2003年2月15日土曜日

ゲルギエフ指揮 プロコフィエフのピアノ協奏曲集


ゲルギエフが アレクサンドル・トラーゼ(Alexander Toradze) と録音したプロコフィエフのピアノ協奏曲集(PHILIPS 462 048-2)を見つけたので早速ゲットしてみた。オケはゲルギエフの主兵サンクトペテルブルク・キーロフ歌劇場管弦楽団で1995~96年にかけての録音。トラーゼというピアニストは初めて聞く名前だが解説によればゲルギエフとトラーゼは1980年頃から何度も演奏を重ねてきたらしい。

プロコフィエフの5つあるピアノ協奏曲のうち比較的有名なのは1番と3番ではないかと思う。実際プロコのPコンで思い出すのもこの二つの華々しい曲だ。どちらもロシア的抒情とプロコフィエフらしさに溢れた名曲である。アシュケナージとプレヴィン/ロンドン響による定番、アルゲリッチとデュトワ/モントリオール響による壮絶な1番と3番の演奏、そして同じくアルゲリッチとアバド/ベルリンの3番などが有名だろうか。

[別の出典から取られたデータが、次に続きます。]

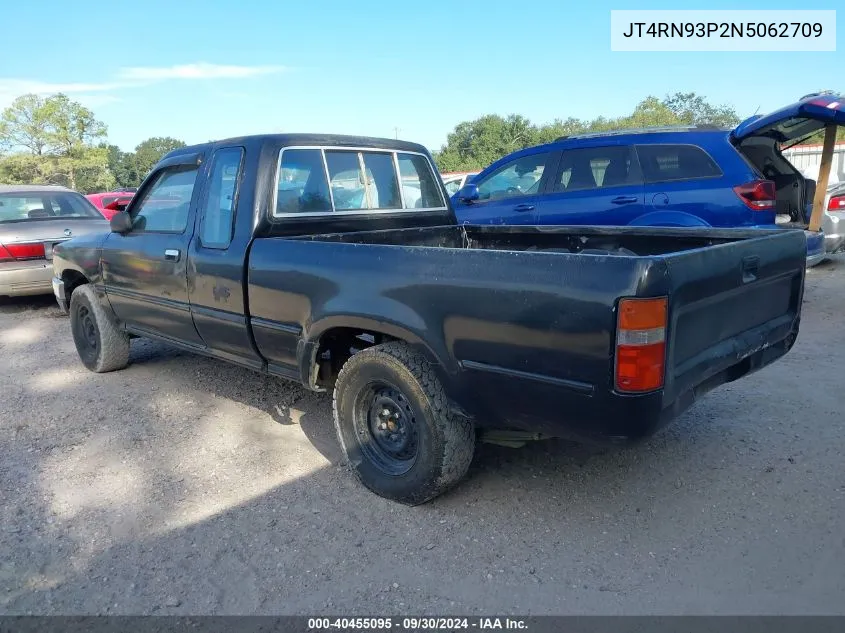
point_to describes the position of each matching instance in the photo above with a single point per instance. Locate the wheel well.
(73, 279)
(336, 346)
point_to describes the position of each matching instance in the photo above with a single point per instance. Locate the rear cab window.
(329, 180)
(218, 213)
(663, 163)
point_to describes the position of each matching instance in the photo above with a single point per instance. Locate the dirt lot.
(184, 485)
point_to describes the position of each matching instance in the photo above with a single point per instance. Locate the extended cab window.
(302, 184)
(219, 208)
(519, 177)
(362, 180)
(358, 180)
(165, 205)
(597, 168)
(420, 187)
(676, 162)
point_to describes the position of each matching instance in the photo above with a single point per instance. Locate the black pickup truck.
(337, 262)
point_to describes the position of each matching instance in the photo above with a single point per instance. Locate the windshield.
(35, 205)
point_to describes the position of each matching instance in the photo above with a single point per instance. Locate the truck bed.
(562, 239)
(522, 320)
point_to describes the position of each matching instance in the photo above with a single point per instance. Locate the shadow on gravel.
(152, 518)
(204, 496)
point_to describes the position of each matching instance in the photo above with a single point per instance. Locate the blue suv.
(687, 176)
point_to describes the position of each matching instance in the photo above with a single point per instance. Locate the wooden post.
(824, 176)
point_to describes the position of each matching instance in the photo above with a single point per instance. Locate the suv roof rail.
(642, 130)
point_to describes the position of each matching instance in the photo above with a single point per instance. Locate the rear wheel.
(395, 427)
(101, 345)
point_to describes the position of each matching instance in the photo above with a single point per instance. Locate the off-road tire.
(446, 441)
(101, 345)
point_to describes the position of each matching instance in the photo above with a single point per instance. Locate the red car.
(110, 202)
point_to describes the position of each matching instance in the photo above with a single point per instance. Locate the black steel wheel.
(395, 425)
(385, 425)
(102, 346)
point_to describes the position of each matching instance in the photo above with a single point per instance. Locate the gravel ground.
(185, 485)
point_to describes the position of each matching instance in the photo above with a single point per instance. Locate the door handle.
(750, 268)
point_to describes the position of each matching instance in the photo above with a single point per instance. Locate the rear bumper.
(59, 292)
(815, 247)
(834, 232)
(607, 417)
(25, 278)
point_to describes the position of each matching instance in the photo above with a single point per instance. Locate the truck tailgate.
(729, 302)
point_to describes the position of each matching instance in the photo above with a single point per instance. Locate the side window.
(452, 186)
(597, 168)
(420, 186)
(302, 186)
(219, 209)
(661, 163)
(164, 207)
(520, 177)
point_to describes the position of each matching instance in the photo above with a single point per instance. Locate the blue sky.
(212, 69)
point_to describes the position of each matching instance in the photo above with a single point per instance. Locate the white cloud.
(96, 100)
(196, 71)
(131, 77)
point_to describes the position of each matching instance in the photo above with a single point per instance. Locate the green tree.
(149, 152)
(694, 109)
(122, 166)
(53, 142)
(475, 144)
(25, 124)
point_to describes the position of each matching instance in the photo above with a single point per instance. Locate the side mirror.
(468, 193)
(120, 222)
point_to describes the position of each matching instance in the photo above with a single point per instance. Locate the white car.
(833, 222)
(455, 180)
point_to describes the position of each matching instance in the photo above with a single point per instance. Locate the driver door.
(145, 269)
(510, 193)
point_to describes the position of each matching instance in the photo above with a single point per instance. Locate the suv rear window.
(660, 163)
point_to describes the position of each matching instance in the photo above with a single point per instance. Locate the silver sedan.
(833, 222)
(32, 219)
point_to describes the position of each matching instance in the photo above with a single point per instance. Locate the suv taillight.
(837, 203)
(12, 252)
(641, 345)
(758, 195)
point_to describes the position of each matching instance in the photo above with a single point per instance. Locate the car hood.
(54, 230)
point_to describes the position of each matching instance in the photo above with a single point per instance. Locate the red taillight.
(836, 203)
(11, 252)
(758, 195)
(641, 344)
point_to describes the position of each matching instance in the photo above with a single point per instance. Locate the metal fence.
(807, 159)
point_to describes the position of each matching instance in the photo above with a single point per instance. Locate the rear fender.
(668, 218)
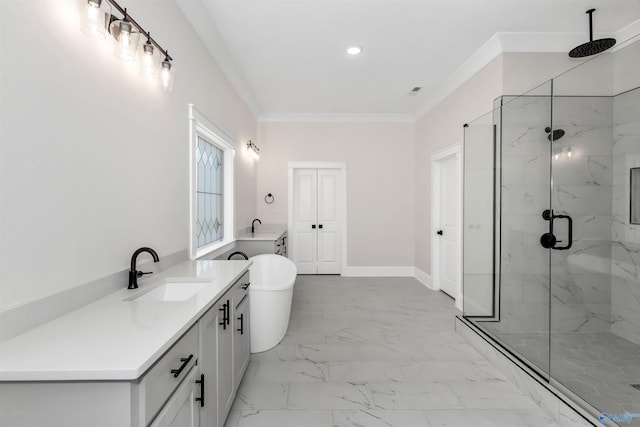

その一つ一つと聴き比べをしているわけではないが、ゲルギエフ自ら「(フルトヴェングラーがベートーベンを好きだった様に)私も、プロコフィエフをやっているときは、彼こそが自分の好きな作曲家なんだと思います」というだけあり、この演奏も充実した演奏に仕上がっている。

もっとも1,3番が有名なプロコフィエフだが、ピアニストのトラーゼは「However, in our view the Second Concerto stands out as Prokofiev's most personal statement」であるとし「Prokofiev's Second Piano Concerto is an exceptional human document which traces a scenario of sorrow, escape, disenchantment and mature growth amounting to a final farewell to a beloved friend.」と書いている。ここでの友とは1909年から1913年の間に友情を築いていたピアニスト Maximilian Shmitgoff のことである。プロコフィエフは1913年4月に Shmitgoff 自らの遺書とも言える手紙を受け取る。そのような体験が音楽に色濃く反映されているとトラーゼは説明している。

プロコフィエフの時に叙情的にして甘美、時にグロテスクにして野獣のような音楽が聴くものを圧倒する。古典的でありながらも現代的な和音と響き、そして躍動し火花を散らして跳ね回るリズムは、体の末端の感覚をざわざわと覚醒させてくれる。いつも聴きたいわけではないが、プロコフィエフのピアノは良い。